Francis has worked to make the Catholic Church more tolerant of gays, lesbians and transgendered people, but he hasn’t moved a muscle to actually change church doctrine in the area.
He can expect to hear a little something about that from Mayor Nutter this weekend. Democratic mayoral nominee Jim Kenney also sounds primed to publicly critique the Church’s exclusion of LGBT folk. Kenney won’t be getting an audience with the Pope, but there will be plenty of reporters with microphones looking for stories — and a little bit of conflict.
There’s not much daylight between most Philadelphia politicians and the Pope on immigration, so this issue is unlikely to highlight awkward differences between Francis and his hosts (unless GOP State Rep.

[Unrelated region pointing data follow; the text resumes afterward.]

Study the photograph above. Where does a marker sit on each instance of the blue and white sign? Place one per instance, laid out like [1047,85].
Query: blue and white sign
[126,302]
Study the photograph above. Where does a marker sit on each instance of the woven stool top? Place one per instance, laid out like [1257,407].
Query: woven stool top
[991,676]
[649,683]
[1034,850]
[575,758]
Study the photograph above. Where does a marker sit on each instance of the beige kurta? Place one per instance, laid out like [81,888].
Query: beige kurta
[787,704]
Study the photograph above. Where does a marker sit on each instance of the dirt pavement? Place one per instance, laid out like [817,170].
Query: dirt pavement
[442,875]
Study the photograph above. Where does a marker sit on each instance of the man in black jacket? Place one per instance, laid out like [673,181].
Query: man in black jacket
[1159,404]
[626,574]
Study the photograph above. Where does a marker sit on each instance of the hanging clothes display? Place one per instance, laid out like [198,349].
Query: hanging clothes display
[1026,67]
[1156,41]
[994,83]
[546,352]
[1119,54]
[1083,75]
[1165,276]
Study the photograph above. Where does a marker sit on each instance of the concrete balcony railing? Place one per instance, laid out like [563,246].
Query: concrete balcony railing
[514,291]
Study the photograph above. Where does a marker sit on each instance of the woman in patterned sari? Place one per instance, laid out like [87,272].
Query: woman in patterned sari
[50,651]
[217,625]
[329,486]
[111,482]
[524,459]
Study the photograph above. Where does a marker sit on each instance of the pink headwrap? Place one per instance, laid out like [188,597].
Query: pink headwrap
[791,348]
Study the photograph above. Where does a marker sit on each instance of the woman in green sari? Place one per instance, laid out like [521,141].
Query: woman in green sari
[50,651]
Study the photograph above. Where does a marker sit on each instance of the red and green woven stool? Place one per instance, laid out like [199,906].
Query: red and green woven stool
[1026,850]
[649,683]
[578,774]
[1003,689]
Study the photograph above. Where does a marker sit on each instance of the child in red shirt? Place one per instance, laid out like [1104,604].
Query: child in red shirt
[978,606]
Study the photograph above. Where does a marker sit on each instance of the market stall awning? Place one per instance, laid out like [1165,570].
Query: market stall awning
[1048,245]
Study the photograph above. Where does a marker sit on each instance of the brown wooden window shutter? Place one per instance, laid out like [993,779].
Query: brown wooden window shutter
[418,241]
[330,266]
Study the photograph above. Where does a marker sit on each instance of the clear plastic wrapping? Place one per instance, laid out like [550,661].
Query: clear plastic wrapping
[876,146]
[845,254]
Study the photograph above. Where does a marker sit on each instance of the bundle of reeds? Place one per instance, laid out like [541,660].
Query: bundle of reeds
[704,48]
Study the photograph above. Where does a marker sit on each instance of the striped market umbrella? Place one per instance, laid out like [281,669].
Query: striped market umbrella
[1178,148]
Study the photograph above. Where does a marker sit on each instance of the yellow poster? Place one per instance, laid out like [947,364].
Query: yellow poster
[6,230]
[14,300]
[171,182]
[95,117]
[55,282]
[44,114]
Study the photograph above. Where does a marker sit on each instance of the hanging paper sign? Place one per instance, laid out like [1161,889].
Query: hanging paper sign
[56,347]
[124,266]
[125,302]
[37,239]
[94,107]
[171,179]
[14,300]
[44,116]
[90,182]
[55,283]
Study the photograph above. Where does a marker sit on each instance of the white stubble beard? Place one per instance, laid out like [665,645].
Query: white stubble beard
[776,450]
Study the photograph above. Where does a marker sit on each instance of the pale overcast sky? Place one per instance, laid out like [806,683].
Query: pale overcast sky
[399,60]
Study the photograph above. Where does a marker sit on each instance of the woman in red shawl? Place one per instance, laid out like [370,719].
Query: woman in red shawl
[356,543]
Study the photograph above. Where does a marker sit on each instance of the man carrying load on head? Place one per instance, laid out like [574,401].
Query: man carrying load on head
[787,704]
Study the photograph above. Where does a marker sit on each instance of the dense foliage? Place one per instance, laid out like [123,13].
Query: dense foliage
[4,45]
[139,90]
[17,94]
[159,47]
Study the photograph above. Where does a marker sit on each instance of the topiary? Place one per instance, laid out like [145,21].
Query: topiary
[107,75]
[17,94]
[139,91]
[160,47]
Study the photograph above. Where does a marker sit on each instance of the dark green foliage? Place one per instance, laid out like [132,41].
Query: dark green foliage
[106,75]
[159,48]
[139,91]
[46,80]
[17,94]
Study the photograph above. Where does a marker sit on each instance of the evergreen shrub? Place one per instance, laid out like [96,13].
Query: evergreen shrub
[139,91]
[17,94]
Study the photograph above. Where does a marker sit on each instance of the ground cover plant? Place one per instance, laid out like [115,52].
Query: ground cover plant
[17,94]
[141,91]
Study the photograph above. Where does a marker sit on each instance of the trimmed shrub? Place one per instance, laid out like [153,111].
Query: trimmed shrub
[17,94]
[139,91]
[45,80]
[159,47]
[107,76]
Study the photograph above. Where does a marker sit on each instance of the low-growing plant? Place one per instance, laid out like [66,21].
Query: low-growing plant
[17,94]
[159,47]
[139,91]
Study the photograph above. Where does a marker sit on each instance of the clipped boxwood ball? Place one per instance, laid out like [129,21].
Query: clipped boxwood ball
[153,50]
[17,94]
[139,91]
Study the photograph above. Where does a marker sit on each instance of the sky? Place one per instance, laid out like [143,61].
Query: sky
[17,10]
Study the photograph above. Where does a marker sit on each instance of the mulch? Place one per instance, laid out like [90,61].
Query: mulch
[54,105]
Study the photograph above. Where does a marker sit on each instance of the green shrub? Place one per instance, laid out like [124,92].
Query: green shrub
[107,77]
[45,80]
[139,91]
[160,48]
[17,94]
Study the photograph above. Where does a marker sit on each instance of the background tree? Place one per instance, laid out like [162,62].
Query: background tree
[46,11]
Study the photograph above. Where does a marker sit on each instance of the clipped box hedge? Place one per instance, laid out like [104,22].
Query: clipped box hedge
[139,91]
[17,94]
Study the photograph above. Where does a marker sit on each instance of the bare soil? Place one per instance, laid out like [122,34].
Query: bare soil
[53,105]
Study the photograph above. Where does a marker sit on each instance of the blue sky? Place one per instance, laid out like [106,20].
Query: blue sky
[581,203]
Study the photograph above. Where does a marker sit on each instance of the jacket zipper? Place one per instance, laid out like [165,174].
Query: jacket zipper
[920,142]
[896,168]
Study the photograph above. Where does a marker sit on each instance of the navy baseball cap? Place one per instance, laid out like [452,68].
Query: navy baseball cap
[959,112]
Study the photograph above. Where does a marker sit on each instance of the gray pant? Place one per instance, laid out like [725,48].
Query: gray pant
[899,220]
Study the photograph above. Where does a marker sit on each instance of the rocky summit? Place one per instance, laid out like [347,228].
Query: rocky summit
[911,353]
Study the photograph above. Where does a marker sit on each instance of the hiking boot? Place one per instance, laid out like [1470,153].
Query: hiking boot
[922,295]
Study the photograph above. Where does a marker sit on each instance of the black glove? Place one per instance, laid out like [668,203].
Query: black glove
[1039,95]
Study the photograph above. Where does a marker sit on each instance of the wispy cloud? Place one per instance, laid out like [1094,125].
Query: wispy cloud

Daryl Metcalfe makes a surprise visit to remind Francis to speak in English).
But Francis’s views on immigration are clearly more progressive than those of many Americans — and immigration is the already-announced subject of his address Saturday.
4. Church scandals.
Along with Boston, Philadelphia was ground zero for the Catholic Church sexual abuse scandals. Will Francis address those still very-open wounds? He did on Wednesday in Washington D.C., when praised an audience of U.S. bishops for their “courage” and “great sacrifice” in dealing with the scandal. That went over not at all well with at least some victims of priest abuse. The guess here is that any Francis mention of the scandals will be fleeting.
5. Poverty? Homelessness? The class divide?
While skipping out on lunch with D.C. pols today so he could bless a meal for the city’s homeless, the Bishop of Rome said: “I want to be very clear. We can’t find any social or moral justification, no justification whatsoever for lack of housing.” In 2013, when visiting a favela in Rio de Janeiro, Francis said: “The measure of the greatness of a society is found in the way it treats those most in need, those who have nothing apart from their poverty!” And he’s Tweeted that “inequality is the root of social evil.”
Poverty, homelessness and economic inequality are all right in Francis’s wheelhouse — and Philadelphia, of course, offers him ample opportunity to comment on all of the above.